Parmi les textes porteurs du savoir pharmaceutique, le Circa Instans ou Livre des simples médecines de Matthaeus Platearius, savant médecin de l’École de Salerne, a joué un rôle que les historiens comprennent mieux aujourd’hui, celui d’un manuel pharmaceutique, autant pour les médecins et les apothicaires que pour les épiciers et les gens du peuple. « Il a véhiculé un message médical et pharmaceutique à travers toute l’Europe médiévale et a contribué à mettre en place un ensemble d’informations et un savoir accessibles à tous », explique Iolanda Ventura qui se passionne pour ce manuscrit depuis plusieurs années.

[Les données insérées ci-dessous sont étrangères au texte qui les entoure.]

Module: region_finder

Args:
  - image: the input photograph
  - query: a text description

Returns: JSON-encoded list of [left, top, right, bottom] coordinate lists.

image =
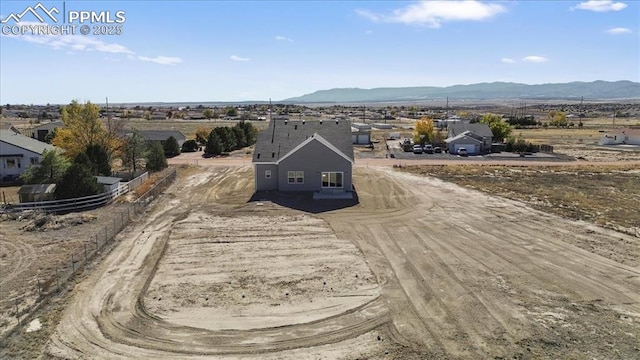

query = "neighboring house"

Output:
[[18, 184, 56, 203], [598, 128, 640, 145], [124, 130, 187, 148], [0, 129, 58, 181], [445, 122, 493, 154], [253, 120, 353, 193], [0, 123, 20, 134], [30, 120, 64, 142]]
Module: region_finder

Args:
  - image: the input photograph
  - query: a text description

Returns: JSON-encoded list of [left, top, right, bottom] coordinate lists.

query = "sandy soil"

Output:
[[48, 166, 640, 359], [0, 204, 127, 334]]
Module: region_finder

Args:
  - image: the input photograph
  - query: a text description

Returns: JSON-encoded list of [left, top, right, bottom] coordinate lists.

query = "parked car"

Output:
[[423, 144, 433, 154]]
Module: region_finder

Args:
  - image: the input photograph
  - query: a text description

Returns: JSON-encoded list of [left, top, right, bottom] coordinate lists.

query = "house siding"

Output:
[[254, 163, 278, 191], [447, 136, 482, 154], [277, 141, 352, 191]]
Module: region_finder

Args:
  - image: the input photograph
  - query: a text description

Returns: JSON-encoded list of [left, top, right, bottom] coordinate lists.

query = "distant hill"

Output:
[[282, 80, 640, 103]]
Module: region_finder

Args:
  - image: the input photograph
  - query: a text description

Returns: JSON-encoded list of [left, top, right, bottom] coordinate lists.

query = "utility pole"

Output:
[[445, 96, 449, 119]]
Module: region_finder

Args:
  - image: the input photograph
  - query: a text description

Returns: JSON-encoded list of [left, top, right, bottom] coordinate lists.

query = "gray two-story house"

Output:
[[253, 120, 353, 192]]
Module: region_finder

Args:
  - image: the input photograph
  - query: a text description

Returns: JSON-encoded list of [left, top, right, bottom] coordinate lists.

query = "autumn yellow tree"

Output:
[[413, 116, 433, 145], [549, 110, 568, 127], [52, 100, 123, 159]]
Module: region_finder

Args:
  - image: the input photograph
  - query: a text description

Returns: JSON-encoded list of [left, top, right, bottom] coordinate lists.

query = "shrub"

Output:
[[182, 140, 199, 152]]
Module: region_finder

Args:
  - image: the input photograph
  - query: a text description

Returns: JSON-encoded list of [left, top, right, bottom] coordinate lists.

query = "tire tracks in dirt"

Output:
[[49, 167, 389, 359]]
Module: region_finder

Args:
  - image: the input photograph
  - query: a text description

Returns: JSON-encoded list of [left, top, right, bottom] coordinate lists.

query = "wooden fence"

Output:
[[0, 169, 177, 339]]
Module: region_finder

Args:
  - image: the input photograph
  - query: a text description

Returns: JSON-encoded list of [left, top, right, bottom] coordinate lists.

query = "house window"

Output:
[[287, 171, 304, 184], [322, 172, 344, 188]]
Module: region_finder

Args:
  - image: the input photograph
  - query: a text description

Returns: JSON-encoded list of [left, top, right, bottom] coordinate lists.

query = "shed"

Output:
[[445, 131, 482, 155], [18, 184, 56, 203], [351, 127, 371, 145], [253, 120, 353, 197], [96, 176, 122, 193]]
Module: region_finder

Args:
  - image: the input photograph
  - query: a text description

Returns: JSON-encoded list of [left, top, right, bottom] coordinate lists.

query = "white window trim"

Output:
[[320, 171, 344, 189]]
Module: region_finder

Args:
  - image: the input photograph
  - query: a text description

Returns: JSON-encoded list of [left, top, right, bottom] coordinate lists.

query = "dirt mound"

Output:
[[19, 212, 97, 231]]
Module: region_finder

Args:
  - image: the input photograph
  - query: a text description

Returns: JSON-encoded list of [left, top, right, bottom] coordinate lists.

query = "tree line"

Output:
[[20, 101, 170, 199], [20, 101, 258, 199]]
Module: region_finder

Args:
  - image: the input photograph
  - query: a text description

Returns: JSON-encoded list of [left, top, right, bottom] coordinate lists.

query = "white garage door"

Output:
[[453, 144, 476, 154]]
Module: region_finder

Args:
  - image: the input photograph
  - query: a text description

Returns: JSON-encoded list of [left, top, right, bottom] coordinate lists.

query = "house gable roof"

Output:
[[444, 131, 482, 144], [276, 133, 353, 164], [253, 120, 353, 164], [123, 130, 187, 141], [448, 123, 493, 137], [0, 129, 58, 155]]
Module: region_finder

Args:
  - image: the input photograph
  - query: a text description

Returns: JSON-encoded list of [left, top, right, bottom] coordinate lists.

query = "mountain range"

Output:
[[282, 80, 640, 103]]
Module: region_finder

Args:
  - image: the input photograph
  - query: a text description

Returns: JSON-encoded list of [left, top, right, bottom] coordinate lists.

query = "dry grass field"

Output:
[[402, 165, 640, 240]]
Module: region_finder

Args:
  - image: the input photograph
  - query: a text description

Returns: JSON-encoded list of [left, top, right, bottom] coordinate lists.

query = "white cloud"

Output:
[[138, 56, 182, 65], [607, 28, 631, 35], [276, 35, 293, 42], [2, 21, 182, 65], [522, 55, 549, 63], [571, 0, 627, 12], [356, 0, 507, 28], [356, 9, 382, 22], [229, 55, 251, 61]]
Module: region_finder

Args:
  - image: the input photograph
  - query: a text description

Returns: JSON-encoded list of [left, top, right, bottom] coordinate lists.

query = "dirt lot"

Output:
[[402, 163, 640, 240], [0, 169, 172, 336], [23, 166, 640, 359]]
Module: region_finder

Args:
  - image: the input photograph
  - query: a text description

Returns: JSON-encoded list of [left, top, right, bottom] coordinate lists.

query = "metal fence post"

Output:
[[15, 298, 20, 325]]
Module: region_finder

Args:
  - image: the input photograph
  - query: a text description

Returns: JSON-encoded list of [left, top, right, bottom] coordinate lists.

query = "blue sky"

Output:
[[0, 0, 640, 104]]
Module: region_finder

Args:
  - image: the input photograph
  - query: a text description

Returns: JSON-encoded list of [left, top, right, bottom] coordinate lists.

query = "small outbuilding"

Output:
[[598, 128, 640, 145], [18, 184, 56, 203], [96, 176, 122, 194], [351, 127, 371, 145]]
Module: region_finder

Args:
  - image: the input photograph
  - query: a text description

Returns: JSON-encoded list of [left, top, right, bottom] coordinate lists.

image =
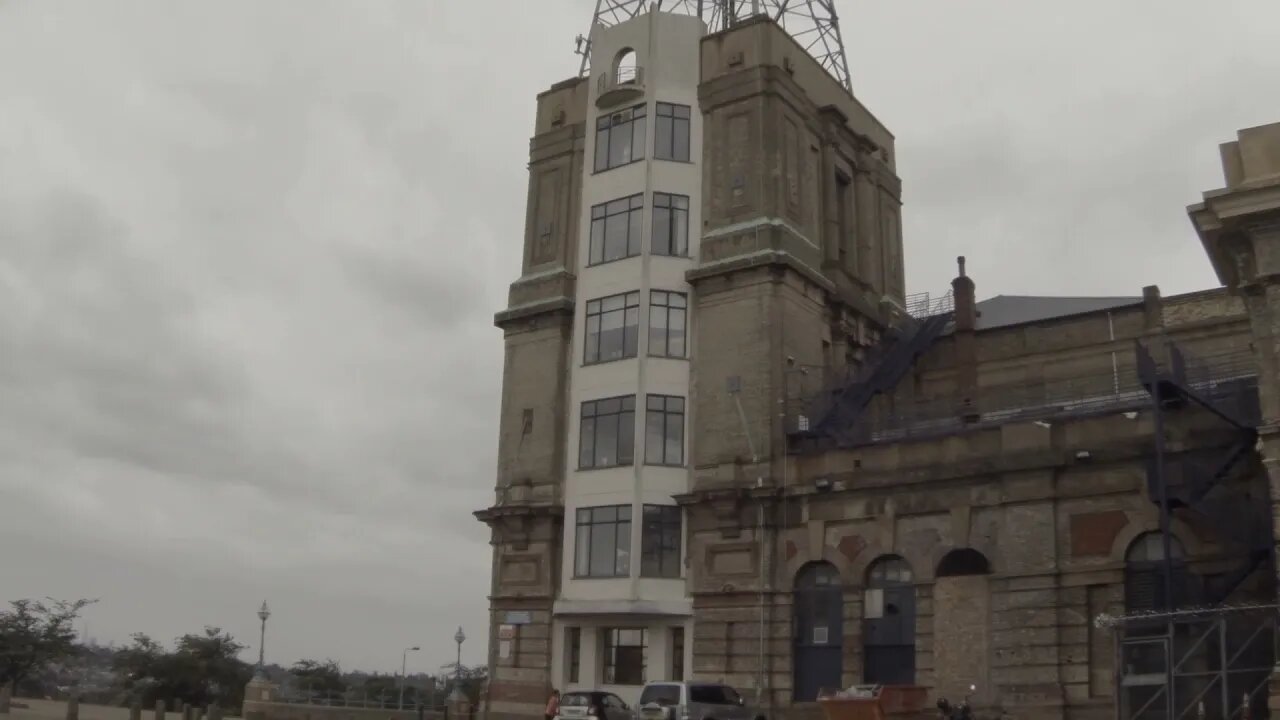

Ce recueil alphabétique de toute la pharmacopée connue au XIIe siècle est en effet rapidement devenu la « bible » des médecins et des apothicaires pour comprendre les propriétés des plantes, des minéraux et des matières animales et leur utilisation thérapeutique. Il est lu à travers toute l’Europe, de la Méditerranée jusqu’aux rivages de la mer du Nord. On le copie beaucoup (250 copies sont connues aujourd’hui en latin et en langues vernaculaires) et, surtout, on l’annote dans les marges. Iolanda Ventura précise que ces annotations manuscrites sont le témoignage de l’appropriation d’un savoir qui circule mais aussi d’un document qui sert au quotidien de « plateforme de travail ».
Aux sources du Codex
Cette facilité d’utilisation est due à sa simplicité de lecture et de langage. Il n’est pas besoin d’être un universitaire pour le comprendre à l’inverse du Canon d’Avicenne ou du De medicinis simplicibus de Serapion. Ainsi, on le retrouve en périphérie des grands centres urbains du savoir, souvent accompagné de l’Antidotaire de Nicolas, médecin issu également de l’École de Salerne. Il sera imprimé pour la première fois à Venise en 1497, ce qui continuera d’augmenter sa diffusion. Aux origines du Codex, les textes salernitains ont donc été, jusqu’à la Renaissance, les véritables manuels des apothicaires occidentaux qui pouvaient y retrouver les références à la théorie galénique des humeurs et à la pharmacopée de Dioscoride. De manière tout à fait nouvelle, les sources antiques y côtoient le savoir venu d’Orient, en particulier grâce à Constantin l’Africain, troisième figure de l’École de Salerne, célèbre pour avoir traduit de nombreux traités de médecine arabe. Des drogues exotiques encore peu connues comme le musc par exemple – fortifiant et antidépressif – y sont décrites en détail. Suivre la circulation de cette littérature pharmacologique, c’est mieux comprendre l’évolution de la pratique quotidienne des apothicaires du Moyen Âge.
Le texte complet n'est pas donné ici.